#Pervember 2: Bondage
Ahhhh, my favourite thing. There aren’t enough words in any language to express how much I love…want….need bondage in my life.
I was into bondage before I even knew what sex or arousal were. At the tender age of 5 I was the contemplator of lurid kidnap fantasies. Before I got into double age-digits, I saw the movie ‘Teenwolf’ and felt my first ever surge of sexual arousal at the scene where the girls are tied up on the floor, wriggling in jelly. From that point onwards, I couldn’t see a pair of cuffs without wanting them on me. The aesthetics of restraint appeal to me as much as the physicality – I love looking at shibari art. I love watching bondage porn, and I consider the St Andrews across to be the pinnacle of my shopping wish-list.
What is it about bondage that rings my bells? I could talk about the sensation of enclosure, the cold bite of metal cuffs and chain, the rasp of rope, the tight tug of tape – yes, I adore all of these but not simply for their own sake. They cannot explain on their own, the way that seeing bondage called to me long before I ever experienced these with my own skin and muscle and nerve endings.
It must be something more.
Something that awoke the submissive in me years before I learned the word. Something that brings its own joy, even outside the arena of sexual congress. I can’t put a name to it but it’s always been there inside me, holding out its wrists, yearning to be harnessed.
My fantasies always involve restraints of some form or other – whether rope, spreader bars, hands holding me still, chains, cuffs….no self-pleasure session feels complete without an element of bondage in my minds eye.
In partnered sex, I need for there to be some element of bondage; it’s inextricably woven into my submissive sexuality. It could be an instruction – keep still – or a whispered description of what could be done to me; it could be hands gripping my wrists or my hair grasped in fists, or a belt looped around my neck, ankles, elbows, or…..you get the idea, I think.
Bondage – in speculation or in application – makes me wetter more quickly and pleasurably than stroking my clit ever has.

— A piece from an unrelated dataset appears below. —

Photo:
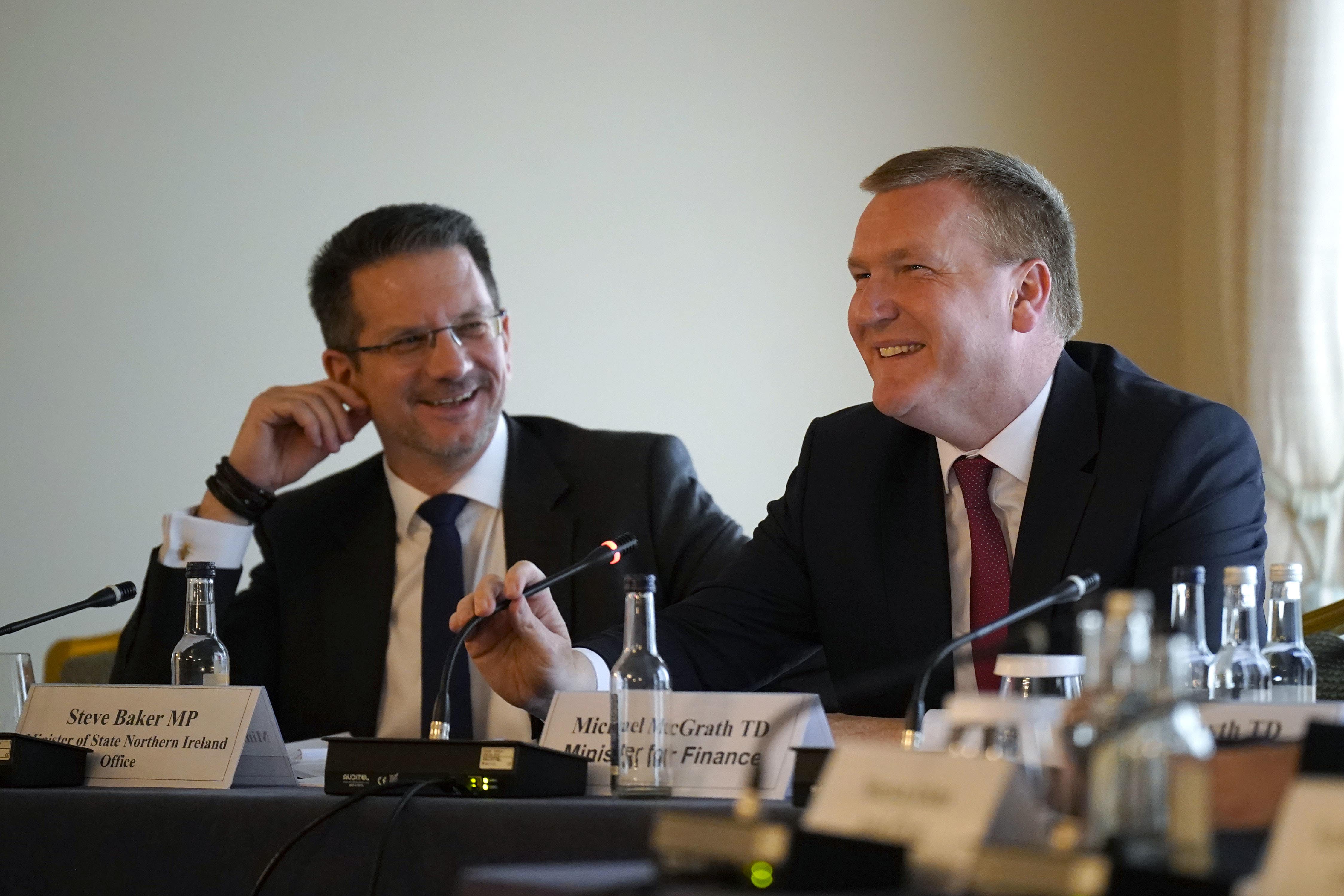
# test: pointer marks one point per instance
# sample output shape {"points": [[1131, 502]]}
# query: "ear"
{"points": [[1031, 296], [342, 369]]}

But here’s a catch, you see. If my partner doesn’t enjoy restraining me as much as I enjoy submitting, then it’s not fun any more. That last thing I want is to feel humoured, catered to, endured. That brings to the surface all my teenage fears of this is not normal, this is perverted, this is something I should be ashamed of, I’m bad and disgusting and ridiculous which in the intervening years I have mostly managed to bury under comforting layers of knowledge, common sense and self-discovery. Those demons still lurk and are only held at bay with acceptance and enthusiastic participation. I want my partner to want to control me as much as I want to be controlled. In this enlightened community where consent, negotiation, openness and acceptance; I’ve finally found my happy place.
Tied spread-eagled and naked to a bed.